White, "Gentleman of London," later became governor of the newly-established Roanoke Colony. In 1587 he led a band of settlers sent out by Sir Walter Raleigh. White, as Governor, with thirteen others, were incorporated under the name of “The Governor and Assistants of the Citie of Raleigh of Virginia”.[2] He was the father of Eleanor Dare (née White), by whom the first English baby was born in the New World, White`s granddaughter Virginia Dare. However, when the colony ran low on supplies the colonists requested that White return to England for provisions. His return to Roanoke was delayed by England`s conflict with Spain and the Spanish Armada, and when he at last returned to Roanoke in August of 1590 he found it deserted. Forced by bad weather to abandon the search of adjacent islands for the colonists, he returned to Plymouth, England on October 24 of that year. An Indian he brought back from Virginia, was left in Bideford.

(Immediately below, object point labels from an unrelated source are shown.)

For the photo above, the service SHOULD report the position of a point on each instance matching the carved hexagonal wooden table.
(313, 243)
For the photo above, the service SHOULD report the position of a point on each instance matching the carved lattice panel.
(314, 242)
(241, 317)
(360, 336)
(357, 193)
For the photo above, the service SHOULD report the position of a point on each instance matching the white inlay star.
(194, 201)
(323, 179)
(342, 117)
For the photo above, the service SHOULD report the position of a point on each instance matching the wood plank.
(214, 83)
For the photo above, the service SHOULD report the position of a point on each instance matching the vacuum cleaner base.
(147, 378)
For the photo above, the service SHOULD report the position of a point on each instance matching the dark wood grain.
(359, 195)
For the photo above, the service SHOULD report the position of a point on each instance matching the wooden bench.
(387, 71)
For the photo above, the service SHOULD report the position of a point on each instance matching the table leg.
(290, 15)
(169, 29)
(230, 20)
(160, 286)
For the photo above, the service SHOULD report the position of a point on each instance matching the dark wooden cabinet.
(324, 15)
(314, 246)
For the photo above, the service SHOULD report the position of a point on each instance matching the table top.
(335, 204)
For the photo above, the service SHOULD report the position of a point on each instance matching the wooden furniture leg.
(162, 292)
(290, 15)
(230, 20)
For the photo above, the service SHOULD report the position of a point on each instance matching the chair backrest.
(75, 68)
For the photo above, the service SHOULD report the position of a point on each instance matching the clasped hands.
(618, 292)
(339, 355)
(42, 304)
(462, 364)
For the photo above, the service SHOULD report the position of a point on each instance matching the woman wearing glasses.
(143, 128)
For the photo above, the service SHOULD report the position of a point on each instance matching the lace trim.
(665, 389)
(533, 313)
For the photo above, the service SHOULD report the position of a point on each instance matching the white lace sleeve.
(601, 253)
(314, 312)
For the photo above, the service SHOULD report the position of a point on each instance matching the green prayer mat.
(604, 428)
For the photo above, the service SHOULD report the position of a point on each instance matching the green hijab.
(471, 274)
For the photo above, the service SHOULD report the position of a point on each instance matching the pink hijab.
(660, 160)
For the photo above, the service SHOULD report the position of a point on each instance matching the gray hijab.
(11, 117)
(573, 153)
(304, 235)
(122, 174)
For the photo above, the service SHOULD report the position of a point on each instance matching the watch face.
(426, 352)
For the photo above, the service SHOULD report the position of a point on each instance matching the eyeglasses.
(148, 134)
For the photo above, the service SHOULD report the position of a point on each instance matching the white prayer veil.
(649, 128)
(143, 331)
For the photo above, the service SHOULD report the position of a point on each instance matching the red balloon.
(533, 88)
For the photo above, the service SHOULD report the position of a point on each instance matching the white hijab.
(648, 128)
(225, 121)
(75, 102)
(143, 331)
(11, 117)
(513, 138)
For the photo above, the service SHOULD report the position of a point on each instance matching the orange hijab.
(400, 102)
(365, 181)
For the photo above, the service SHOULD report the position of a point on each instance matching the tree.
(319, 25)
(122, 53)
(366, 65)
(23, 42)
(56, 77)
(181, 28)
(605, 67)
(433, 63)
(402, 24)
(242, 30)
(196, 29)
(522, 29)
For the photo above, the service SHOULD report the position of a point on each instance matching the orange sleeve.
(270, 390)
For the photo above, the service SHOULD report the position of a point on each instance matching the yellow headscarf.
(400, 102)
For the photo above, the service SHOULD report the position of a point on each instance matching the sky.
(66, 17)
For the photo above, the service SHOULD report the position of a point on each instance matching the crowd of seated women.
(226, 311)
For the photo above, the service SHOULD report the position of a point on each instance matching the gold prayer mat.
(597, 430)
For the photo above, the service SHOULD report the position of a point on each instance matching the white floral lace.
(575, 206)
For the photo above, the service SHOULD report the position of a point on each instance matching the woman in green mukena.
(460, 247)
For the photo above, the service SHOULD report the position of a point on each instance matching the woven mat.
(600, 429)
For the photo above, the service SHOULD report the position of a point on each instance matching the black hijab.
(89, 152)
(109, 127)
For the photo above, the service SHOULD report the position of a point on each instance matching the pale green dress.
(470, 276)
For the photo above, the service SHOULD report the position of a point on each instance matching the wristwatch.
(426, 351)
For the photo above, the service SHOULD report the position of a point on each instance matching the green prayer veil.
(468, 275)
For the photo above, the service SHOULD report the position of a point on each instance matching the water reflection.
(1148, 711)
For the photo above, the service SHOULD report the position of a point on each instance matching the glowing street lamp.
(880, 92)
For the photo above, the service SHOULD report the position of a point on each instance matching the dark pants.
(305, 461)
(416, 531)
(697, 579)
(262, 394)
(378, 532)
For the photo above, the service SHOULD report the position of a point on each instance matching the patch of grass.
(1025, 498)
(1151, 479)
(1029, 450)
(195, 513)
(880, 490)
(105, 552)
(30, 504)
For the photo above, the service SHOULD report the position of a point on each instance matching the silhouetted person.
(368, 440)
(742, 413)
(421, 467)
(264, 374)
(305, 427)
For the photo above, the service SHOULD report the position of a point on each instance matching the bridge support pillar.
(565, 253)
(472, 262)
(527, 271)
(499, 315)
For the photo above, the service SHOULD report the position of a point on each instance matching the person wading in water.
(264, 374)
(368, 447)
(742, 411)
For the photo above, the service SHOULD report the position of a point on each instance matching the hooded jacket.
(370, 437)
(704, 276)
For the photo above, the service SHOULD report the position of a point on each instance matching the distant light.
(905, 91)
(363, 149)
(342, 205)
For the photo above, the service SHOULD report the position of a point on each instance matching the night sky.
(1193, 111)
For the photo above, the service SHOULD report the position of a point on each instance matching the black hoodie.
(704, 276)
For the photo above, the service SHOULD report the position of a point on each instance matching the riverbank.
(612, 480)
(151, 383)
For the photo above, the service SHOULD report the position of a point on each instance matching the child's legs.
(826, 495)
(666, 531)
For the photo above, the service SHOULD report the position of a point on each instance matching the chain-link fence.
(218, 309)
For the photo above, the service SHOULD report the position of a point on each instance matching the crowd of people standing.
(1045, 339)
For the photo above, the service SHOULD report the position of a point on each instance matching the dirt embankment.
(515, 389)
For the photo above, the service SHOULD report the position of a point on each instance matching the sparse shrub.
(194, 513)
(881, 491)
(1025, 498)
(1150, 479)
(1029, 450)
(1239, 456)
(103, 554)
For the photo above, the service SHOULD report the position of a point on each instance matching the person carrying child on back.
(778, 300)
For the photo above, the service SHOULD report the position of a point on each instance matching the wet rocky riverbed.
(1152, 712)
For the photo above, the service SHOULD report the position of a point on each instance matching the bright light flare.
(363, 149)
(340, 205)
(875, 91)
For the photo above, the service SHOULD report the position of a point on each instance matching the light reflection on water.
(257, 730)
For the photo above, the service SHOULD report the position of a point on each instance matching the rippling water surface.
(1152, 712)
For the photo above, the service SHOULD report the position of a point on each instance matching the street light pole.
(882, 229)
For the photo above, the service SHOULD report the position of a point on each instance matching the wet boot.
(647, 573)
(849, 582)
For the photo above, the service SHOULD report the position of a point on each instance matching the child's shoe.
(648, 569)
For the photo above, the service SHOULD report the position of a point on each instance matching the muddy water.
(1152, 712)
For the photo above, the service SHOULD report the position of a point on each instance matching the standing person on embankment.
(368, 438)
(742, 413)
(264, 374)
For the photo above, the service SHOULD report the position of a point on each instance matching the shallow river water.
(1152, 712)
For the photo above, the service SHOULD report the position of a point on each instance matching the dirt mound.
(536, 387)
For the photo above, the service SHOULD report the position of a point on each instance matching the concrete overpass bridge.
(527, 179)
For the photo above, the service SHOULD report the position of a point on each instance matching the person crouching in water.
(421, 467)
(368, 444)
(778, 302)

A map of the Roanoke area, by John White Little is known of White`s life after the failure of the Roanoke Colony. He lived in Plymouth, [3][4] and also owned a house at Newtowne, Kylmore (Kilmore, County Cork), Ireland. He appears to have been in Ireland living on the estates of Sir Walter Raleigh, making maps of land for Raleigh`s tenants. The last surviving document related to White is a letter he wrote from Ireland in 1593 to the publisher of his Roanoke drawings.
However, a record from May of 1606 that a Bridgit White was appointed estate administrator for her brother "John White" may refer to him. A Bridgett White was also the second wife of a Robert Wight (1578–1617) of Hareby, Lincolnshire, England whom he married on November 25, 1613 at Alford. As this Robert was also the son of an obscure John Wight (b. abt. 1552) and the father of an Elizabeth Wighte (1606–1671) who is sometimes thought to have been the ex-wife of Nathaniel Eaton (1610–1674), the first schoolmaster of Harvard College, Massachusetts; there is a possibility that Bridgit White, the sister of John White the Governor of Roanoke Colony, and Bridgett White, the second wife of the same above-mentioned Robert Wight, are directly related to each other.